Lorsque la famille repasse la frontière entre la Syrie et le Liban le 28 décembre, la maman de Nizar se voit renvoyée parce qu’il lui manquait à nouveau un document qui stipulait que son mari fût décédé. Encore une fois, elle dû se rendre à Damas. Cette fois, pour un cachet. Le 29 décembre 2016, la famille est enfin à Beyrouth. Mais trop tard pour légaliser tous ses documents.

SOULAGEMENT

« Le consul a accepté le dossier sans tous les documents syriens. Ils ont pu les faire légaliser dans un second temps », raconte encore Marie. « Je n’ai jamais été aussi soulagée. »

La famille retourne alors en Syrie pour y attendre une décision des autorités belges.

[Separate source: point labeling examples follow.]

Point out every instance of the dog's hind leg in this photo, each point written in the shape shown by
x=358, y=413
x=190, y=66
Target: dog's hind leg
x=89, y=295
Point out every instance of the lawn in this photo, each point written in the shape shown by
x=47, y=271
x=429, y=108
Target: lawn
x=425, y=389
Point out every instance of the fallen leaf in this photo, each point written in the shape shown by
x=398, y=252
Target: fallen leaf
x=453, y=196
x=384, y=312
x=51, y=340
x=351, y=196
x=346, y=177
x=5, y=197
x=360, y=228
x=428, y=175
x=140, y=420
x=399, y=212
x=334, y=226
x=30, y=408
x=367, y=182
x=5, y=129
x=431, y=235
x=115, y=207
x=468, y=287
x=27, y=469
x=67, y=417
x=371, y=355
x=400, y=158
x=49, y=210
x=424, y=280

Dans l’impossibilité de rentrer chez eux… « Ils ont vécu dans la rue à Alep, dormaient dans une voiture. Ensuite, ils se sont rendus à Damas où ils ont habité un hôtel bon-marché pendant quelques temps.  »

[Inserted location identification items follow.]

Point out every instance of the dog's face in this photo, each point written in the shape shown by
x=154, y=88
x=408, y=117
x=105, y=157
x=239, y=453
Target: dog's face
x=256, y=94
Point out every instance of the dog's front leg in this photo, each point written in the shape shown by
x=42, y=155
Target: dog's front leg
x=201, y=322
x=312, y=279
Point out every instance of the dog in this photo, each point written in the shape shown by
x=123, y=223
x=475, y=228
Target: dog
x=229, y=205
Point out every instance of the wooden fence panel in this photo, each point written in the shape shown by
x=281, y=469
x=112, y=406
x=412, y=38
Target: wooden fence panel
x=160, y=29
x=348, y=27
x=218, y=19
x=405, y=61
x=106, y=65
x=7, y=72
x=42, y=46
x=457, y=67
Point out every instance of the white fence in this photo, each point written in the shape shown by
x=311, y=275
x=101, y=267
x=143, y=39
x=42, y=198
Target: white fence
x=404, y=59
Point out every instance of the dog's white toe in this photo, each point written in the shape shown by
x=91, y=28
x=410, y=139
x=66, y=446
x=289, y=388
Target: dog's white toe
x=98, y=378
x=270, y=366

SCIENTIFIQUES ET HOMME D’AFFAIRE

Le 20 novembre 2017, la décision arrive enfin : le regroupement familial est autorisé. Après plus de 2 ans de séparation, Nizar et sa famille sont enfin réunis en janvier 2018. Ses jeunes frères et sa sœur ont manqué l’école pendant 5 ans et sont incroyablement motivés pour reconstruire leur vie en Belgique. Marie nous raconte leurs rêves et espoirs.

«  Aimar vient de recommencer l’école et veut devenir enseignant ou scientifique. Fathi veut devenir homme d’affaire. Sayid rêve d’une carrière d’ingénieur. Le petit Yaman n’a que 5 ans. Il n’a encore jamais été à l’école et est impatient de pouvoir jouer avec les autres enfants. Maya, la maman, est très heureuse d’être réunie avec son fils en Belgique. Elle a encore d’autres enfants, adultes, toujours à Deir-ez-Zor. Pour l’instant, elle n’arrive pas à les contacter.  »

Maya et ses enfants ont demandé l’asile et résident actuellement dans un centre d’accueil proche d’où vit Nizar. Ils se voient tous les jours.

Note :

Pour protéger leur vie privée, tous les noms ont été changés.